The endpoints can also discover new candidates during the connectivity check phase. This can happen in either of two scenarios:

  • The STUN binding request message is received from a transport address that does not match any of the remote candidates.

  • The STUN binding response message has a mapped address that does not match the transport address of any of the local candidates.

These scenarios arise if new external mappings are created by the NATs residing between the endpoints. Connectivity checks are sent out on candidate pairs formed using these newly created candidates. These candidates can potentially be used for media flow as well.

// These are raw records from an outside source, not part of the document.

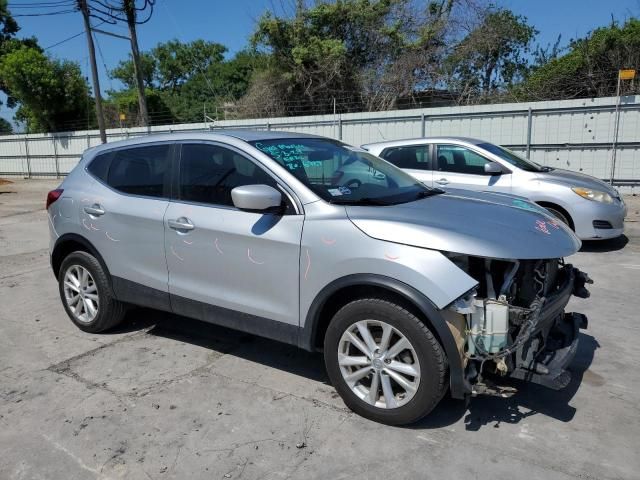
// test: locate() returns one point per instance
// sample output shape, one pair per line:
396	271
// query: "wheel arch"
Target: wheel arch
72	242
343	290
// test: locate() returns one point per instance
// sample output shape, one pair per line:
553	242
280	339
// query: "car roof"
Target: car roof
220	135
408	141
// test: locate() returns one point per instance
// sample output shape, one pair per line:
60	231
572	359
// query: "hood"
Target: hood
472	223
576	179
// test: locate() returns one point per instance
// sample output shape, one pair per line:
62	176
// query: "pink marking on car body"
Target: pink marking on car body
173	250
542	227
251	259
554	223
306	271
215	244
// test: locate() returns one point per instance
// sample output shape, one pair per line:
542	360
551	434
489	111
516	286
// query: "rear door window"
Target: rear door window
458	159
140	170
209	172
416	157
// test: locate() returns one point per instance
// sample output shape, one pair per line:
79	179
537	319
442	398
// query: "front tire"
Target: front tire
384	362
86	294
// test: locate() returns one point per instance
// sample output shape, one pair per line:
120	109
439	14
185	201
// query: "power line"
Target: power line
44	14
65	3
64	41
67	39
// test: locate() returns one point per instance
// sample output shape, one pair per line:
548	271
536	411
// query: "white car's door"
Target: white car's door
458	166
224	261
414	159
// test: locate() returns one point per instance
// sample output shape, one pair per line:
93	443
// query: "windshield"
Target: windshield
342	174
513	158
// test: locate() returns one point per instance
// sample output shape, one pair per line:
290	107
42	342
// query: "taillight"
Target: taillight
52	196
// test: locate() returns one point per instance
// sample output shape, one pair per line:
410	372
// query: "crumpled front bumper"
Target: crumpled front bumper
544	359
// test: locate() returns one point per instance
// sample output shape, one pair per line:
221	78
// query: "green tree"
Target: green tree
126	101
364	53
125	72
5	126
590	66
52	94
187	78
8	43
493	56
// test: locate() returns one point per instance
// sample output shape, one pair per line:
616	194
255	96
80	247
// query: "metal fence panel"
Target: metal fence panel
572	134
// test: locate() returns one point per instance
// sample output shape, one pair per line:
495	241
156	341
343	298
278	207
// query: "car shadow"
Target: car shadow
611	245
261	350
482	411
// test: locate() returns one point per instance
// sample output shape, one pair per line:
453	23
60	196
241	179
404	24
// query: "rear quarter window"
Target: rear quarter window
99	166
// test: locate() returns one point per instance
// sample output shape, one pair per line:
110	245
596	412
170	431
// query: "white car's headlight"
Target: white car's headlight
595	195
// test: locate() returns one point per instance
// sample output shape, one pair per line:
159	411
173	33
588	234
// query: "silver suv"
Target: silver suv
593	209
407	290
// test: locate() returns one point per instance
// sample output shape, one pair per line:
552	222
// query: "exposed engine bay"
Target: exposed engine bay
514	324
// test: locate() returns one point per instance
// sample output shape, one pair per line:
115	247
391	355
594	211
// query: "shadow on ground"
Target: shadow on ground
611	245
482	411
250	347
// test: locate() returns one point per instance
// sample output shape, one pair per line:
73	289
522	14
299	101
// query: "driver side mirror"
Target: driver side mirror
256	197
492	168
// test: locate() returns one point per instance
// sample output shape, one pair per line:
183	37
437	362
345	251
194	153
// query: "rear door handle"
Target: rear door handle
181	223
95	210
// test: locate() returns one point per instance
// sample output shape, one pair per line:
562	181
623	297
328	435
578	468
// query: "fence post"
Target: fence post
529	126
26	150
55	156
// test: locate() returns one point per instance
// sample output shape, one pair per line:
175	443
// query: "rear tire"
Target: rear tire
397	380
86	294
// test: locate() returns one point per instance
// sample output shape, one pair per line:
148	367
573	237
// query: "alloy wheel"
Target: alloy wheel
81	293
379	364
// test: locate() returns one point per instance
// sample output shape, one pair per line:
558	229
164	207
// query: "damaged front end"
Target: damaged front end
514	324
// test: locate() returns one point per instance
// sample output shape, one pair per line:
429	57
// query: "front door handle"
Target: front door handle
96	210
181	223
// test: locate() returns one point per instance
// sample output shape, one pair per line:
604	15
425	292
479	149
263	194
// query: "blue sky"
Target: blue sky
231	23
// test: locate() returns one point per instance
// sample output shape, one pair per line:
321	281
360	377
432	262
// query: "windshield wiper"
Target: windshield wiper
430	193
359	201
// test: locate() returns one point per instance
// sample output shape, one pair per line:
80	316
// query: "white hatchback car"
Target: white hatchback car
592	208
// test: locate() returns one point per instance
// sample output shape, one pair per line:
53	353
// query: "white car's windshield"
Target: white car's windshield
342	174
513	158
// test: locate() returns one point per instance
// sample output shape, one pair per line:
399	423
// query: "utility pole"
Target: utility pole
130	12
623	74
84	8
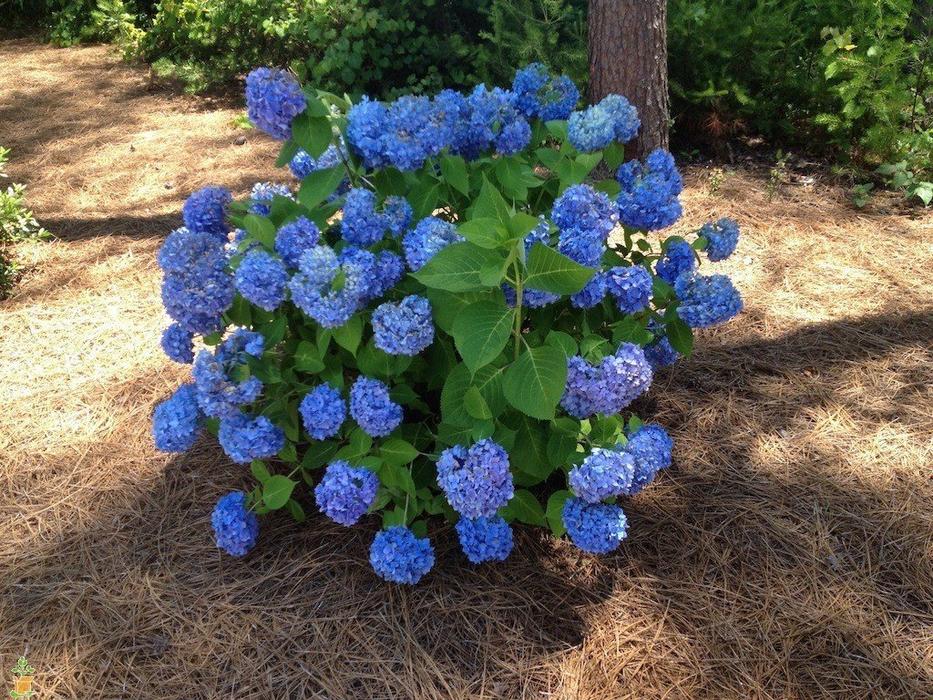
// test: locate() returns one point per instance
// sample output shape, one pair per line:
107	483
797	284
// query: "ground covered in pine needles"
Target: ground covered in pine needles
786	554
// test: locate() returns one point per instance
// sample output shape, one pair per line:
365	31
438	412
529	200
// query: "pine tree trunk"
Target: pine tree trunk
628	56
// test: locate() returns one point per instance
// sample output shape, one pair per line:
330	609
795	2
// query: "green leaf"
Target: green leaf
551	271
319	185
524	507
457	268
481	331
555	512
276	491
535	382
453	168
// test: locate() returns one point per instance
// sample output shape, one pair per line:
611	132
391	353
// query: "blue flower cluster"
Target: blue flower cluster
372	407
404	328
536	93
722	237
594	128
345	493
245	439
476	481
650	449
597	528
706	300
399	556
630	287
176	421
678	258
607	389
205	211
294	238
427	239
261	279
604	473
484	539
235	527
649	196
196	285
323	410
273	99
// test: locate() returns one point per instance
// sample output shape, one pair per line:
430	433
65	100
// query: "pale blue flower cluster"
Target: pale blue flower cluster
244	438
649	196
345	493
273	99
323	410
604	473
597	528
476	480
294	238
607	389
484	539
236	528
260	279
630	287
536	93
372	407
177	342
205	211
196	287
722	237
427	239
403	328
399	556
176	421
706	300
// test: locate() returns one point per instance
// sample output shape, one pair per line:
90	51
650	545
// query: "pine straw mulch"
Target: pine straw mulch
787	554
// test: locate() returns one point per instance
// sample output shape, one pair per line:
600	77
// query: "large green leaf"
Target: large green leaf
535	382
458	268
551	271
481	332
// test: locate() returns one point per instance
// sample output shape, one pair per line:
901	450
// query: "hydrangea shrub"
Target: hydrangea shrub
446	316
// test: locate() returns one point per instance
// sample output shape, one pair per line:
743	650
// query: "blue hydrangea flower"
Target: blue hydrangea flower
345	493
323	410
261	279
630	287
236	528
722	238
245	439
371	407
405	328
177	342
397	555
273	99
706	300
650	448
219	395
597	528
205	211
603	474
398	213
484	539
263	193
361	224
197	286
678	258
476	481
649	196
176	421
294	238
426	240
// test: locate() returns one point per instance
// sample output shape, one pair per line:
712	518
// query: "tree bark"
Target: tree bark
627	45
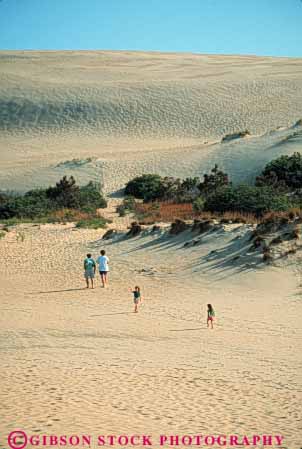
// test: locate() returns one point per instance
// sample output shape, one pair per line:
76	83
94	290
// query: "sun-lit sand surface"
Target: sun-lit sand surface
80	360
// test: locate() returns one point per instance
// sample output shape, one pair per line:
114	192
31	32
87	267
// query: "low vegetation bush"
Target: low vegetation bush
285	172
128	205
247	199
92	223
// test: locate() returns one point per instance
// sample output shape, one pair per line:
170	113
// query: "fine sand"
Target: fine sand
80	361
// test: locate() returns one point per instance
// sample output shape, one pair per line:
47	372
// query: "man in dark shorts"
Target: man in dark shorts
102	261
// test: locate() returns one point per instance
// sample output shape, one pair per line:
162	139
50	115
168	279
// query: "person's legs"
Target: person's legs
103	279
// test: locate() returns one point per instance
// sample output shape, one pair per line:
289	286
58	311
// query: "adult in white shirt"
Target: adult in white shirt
102	261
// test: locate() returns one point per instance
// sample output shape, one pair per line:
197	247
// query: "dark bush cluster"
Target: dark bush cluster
278	188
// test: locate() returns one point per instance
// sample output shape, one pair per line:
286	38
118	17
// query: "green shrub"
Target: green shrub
40	203
92	223
216	179
128	205
198	204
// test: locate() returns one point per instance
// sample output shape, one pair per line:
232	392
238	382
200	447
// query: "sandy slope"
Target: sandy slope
132	112
76	360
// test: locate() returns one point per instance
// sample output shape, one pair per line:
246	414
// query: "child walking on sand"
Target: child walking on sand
136	297
211	315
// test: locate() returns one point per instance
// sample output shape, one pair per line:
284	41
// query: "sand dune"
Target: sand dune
74	359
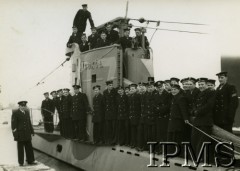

The controlling agent concludes the connectivity checks by nominating a valid candidate pair found by the connectivity checks for media flow. The controlling agent can follow either Regular Nomination or Aggressive Nomination to nominate the validated candidate pairs. If the controlling agent is following Regular Nomination, it allows connectivity checks to continue until at least one valid candidate pair has been found. At the end of the connectivity checks, the controlling agent picks the best valid candidate pair from the Valid List and sends another round of STUN binding requests for this candidate pair with a flag set to notify the peer that this candidate pair has been nominated for media flow. In the case of Aggressive Nomination, the controlling agent sets this flag on every STUN binding request. With Aggressive Nomination, the ICE processing completes when connectivity checks succeed for the first candidate pair, and the controlling agent does not have to send a second STUN binding request to nominate the candidate pair. Aggressive Nomination is faster than Regular Nomination but does not always select the optimal path that has the lowest latency. At the end of the connectivity checks phase, the controlling agent sends a final offer with only the best local and remote candidate selected during the connectivity checks phase. The peer acknowledges the final offer with an answer, and both endpoints begin using the selected candidate pair for media flow.